Когда она открыла глаза, перед ней была, разумеется, все та же лестничная площадка, усеянная клочками бумаги.
Переведя дыхание, девочка наклонилась и ч невыразимым чувством обиды и горечи принялась собирать ошметки Севиного письма.
Буквы были большие. С нажимом. Твердые. С наклоном в левую сторону. Не Севин почерк!..
«Злая, жестокая»… «голубые куклины…» «топтали эти глаза…» «черные лестницы…» «целовались»… «мальчишки»… «Сева»… «Не смейте!..»
Как ни старалась Кира склеить разорванное письме, ей это не удалось.
Не письмо, а загадочная картинка.
Неправда! Кира отлично знала — письмо от Кати… Знала, кто топтал и чьи это были глаза…
Но ведь глаза-то не настоящие, а стеклянные?..
— Товарищ дежурный, я очень, очень прошу… Передайте, пожалуйста, эту записку Костырику… Костырик. Солдат. Ну, как бы вам объяснить?.. Ну вот такого, примерно, роста.
— Да что я, не знаю, что ли, Костырика?
Широко улыбаясь, смотрел дежурный в растерянное лицо красивой, высокой девочки, стоящей подле забора, разглядывал ее растрепавшиеся от ходьбы волосы, небрежно надетое клетчатое пальто, туго перехваченное по тонкой талии отцовским кожаным ремешком.

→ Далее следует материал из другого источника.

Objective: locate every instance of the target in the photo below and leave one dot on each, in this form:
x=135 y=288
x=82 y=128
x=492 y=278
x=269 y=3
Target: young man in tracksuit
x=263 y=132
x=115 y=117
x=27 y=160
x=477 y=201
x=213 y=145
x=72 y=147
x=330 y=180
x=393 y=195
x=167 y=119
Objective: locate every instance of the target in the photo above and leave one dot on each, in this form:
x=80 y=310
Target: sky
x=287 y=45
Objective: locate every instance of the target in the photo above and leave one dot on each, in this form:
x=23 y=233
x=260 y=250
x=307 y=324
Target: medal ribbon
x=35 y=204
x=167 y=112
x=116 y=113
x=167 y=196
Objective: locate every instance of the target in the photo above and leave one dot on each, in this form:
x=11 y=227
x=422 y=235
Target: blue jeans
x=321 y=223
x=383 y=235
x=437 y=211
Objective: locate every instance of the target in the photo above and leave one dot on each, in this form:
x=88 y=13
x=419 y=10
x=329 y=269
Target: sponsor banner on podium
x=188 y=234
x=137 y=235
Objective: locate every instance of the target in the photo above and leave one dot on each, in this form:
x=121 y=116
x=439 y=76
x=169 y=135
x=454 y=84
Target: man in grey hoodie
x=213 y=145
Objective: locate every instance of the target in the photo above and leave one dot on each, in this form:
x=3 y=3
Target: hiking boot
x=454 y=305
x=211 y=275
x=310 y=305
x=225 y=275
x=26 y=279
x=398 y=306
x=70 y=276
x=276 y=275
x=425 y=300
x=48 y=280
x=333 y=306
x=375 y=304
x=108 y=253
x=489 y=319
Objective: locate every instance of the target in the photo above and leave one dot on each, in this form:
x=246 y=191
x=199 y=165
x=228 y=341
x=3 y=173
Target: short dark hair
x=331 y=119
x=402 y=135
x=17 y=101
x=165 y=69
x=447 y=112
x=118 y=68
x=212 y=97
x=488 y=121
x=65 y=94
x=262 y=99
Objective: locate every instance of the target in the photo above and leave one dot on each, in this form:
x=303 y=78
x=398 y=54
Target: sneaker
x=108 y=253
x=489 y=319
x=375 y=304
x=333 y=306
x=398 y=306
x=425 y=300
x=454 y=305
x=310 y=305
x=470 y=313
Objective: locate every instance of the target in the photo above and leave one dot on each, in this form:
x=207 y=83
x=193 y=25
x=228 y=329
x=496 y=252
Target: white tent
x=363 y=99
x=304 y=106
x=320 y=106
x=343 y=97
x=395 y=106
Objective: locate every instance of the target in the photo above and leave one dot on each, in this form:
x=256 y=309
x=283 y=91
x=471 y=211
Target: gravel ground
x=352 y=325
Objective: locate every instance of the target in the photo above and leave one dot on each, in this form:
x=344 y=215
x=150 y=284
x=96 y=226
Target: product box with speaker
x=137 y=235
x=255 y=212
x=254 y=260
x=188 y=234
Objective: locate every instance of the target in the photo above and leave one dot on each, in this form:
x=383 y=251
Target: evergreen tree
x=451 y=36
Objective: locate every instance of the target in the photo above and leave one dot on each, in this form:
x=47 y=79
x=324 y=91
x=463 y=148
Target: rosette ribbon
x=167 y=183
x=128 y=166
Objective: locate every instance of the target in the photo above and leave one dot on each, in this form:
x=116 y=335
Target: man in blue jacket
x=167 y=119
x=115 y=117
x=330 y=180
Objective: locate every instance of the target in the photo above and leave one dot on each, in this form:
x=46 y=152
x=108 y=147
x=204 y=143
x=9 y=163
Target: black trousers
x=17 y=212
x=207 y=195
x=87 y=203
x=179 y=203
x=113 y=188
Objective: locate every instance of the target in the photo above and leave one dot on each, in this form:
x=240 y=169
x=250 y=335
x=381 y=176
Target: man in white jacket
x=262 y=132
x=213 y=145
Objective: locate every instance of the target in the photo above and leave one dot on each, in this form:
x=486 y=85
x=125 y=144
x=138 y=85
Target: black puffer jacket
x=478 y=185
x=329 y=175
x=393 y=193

— Не сестрой ли, делом, ему доводишься? — спросил он, лучась от тихих надежд и скуки.
— Сестрой, сестрой… Передай записку. Прошу тебя!
— Анто-о-о-нов, добегай в часть. Сестра приехала… Что-то случилось… Передашь записку Костырику.
— Ты?
Взмах ресниц…
Лицо у Киры было такое измученное, что доставило ему тайное наслаждение сознания своей власти над ней.
— Уйди!.. Уходи и не возвращайся. Поняла? Все! — сказал он жестко и коротко… — Из-за тебя… Из-за тво-их номеров… Я… я…
— Ладно… Уйду. Но если ты меня позовешь — не вернусь.
И она зашагала прочь. Он не окликал ее. Она удивленно остановилась. Подумала… И решительным шагом пошла назад.